Literature Review: The elevation of art through commerce: An analysis of Charles Saatchi’s approach to the machinery of art production using Pierre Bourdieu’s theories of distinction.

The Rules of Art was published in French in 1992, and translated into English in 1996. However, the ideas that appear in this book were already being advanced in other academic work such as Distinction: a Social Critique of the Judgment of Taste (1984), The Love of Art: European Art Museums and Their Public (1991) and Language and Symbolic Power (1991). The Rules of Art actually tracks the literary field in France during the nineteenth century and uses the success of Gustave Flaubert’s Sentimental Education (1869) to follow the emergence of an autonomous (from the market) literary field and understand why Flaubert and his literary text have been sacralised throughout the proceeding decades by literary scholars. Throughout The Rules of Art, Bourdieu uses a unique methodology to analyse this text. However, although innovative, this is not relevant to this particular dissertation. What is relevant is Bourdieu’s discussion of Manet and Duchamp.

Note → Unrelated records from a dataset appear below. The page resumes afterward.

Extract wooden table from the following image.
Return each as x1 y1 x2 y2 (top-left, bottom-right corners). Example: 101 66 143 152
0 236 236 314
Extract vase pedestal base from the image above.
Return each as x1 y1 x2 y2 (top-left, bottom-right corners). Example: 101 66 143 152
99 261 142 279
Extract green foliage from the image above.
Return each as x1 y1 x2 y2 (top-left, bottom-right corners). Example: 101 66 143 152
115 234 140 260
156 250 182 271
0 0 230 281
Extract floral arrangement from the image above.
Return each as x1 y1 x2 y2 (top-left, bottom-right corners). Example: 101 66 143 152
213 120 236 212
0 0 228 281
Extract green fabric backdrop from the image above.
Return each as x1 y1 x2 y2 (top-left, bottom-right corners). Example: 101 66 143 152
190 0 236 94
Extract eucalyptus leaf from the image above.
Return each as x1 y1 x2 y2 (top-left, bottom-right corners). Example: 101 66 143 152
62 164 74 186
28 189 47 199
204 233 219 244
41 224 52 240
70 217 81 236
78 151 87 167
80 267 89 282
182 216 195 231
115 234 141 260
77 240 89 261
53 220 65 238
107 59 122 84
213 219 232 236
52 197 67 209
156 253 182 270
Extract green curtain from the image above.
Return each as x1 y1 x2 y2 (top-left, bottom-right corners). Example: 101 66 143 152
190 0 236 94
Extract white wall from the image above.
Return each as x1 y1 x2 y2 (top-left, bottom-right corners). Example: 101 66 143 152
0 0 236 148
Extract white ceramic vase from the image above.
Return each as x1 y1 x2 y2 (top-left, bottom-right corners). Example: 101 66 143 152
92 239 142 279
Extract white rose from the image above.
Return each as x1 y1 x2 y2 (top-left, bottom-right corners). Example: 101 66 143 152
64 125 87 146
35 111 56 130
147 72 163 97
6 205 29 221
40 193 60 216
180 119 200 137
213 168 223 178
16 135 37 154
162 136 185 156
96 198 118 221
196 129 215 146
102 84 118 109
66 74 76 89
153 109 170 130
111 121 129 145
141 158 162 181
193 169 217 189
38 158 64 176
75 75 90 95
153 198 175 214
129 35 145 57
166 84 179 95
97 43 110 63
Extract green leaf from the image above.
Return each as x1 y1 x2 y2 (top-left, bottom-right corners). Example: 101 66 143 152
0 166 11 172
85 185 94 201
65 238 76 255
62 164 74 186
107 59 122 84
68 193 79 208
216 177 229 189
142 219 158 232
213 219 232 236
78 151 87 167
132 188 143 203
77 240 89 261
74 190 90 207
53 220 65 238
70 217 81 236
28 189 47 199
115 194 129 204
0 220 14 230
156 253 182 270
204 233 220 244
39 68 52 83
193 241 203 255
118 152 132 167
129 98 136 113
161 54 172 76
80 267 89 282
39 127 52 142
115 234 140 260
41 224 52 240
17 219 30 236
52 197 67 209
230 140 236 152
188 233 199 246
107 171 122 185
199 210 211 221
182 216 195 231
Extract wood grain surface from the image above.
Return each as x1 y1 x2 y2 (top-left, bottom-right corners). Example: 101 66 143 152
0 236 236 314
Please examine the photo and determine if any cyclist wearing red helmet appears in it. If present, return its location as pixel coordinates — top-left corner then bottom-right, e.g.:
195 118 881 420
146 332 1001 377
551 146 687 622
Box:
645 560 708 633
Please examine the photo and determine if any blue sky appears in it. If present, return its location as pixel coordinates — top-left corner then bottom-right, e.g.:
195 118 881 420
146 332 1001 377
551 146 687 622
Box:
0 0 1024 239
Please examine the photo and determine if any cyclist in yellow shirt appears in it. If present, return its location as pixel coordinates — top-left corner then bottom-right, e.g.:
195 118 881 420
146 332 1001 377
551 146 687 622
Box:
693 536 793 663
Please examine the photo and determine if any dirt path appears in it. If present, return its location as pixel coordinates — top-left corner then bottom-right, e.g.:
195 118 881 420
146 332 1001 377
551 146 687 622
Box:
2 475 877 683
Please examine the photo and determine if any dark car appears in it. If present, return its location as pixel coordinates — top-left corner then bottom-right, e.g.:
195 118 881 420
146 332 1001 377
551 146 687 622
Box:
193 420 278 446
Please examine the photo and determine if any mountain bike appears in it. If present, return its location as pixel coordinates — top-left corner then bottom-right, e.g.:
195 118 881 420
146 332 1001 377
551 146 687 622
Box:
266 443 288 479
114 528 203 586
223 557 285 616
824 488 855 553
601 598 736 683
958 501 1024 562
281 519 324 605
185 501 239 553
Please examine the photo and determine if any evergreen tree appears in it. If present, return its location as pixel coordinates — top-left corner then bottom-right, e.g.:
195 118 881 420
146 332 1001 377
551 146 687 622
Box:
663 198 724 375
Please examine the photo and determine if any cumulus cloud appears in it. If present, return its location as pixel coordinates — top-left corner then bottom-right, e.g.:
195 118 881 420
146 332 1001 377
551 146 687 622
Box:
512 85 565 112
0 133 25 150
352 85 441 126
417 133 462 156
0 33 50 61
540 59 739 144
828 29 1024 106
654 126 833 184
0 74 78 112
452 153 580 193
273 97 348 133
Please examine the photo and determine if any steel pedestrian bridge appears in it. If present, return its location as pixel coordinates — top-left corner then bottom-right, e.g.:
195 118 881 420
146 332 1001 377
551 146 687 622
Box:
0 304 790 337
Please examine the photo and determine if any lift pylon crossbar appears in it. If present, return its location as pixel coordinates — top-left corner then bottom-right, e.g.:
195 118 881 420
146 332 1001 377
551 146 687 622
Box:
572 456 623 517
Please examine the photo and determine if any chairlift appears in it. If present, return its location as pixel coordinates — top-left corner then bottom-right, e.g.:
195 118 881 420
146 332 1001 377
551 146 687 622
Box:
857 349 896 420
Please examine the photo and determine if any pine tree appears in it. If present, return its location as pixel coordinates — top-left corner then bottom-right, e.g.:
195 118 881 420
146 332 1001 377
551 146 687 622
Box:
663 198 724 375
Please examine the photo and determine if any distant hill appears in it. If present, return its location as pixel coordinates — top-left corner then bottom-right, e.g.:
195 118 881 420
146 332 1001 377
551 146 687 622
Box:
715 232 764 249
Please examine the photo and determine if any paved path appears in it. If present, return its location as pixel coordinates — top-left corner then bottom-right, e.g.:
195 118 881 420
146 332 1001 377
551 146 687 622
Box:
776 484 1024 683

Bourdieu argues that Manet and Duchamp became successful artists because they managed to separate from its present day institution of the French Académie of art, while separating from the popular demands of the emerging bourgeoisie – thus, they managed autonomy, through artistic freedom, creating their own art movement, which in turn meant that the Académie and the market both were tamed and redirected by these artists. Brown and Szeman (2000) agree with this appraisal of Bourdieu’s ideas. They argue that what these artists achieve is the institutionalisation of their particular brand of avant guard.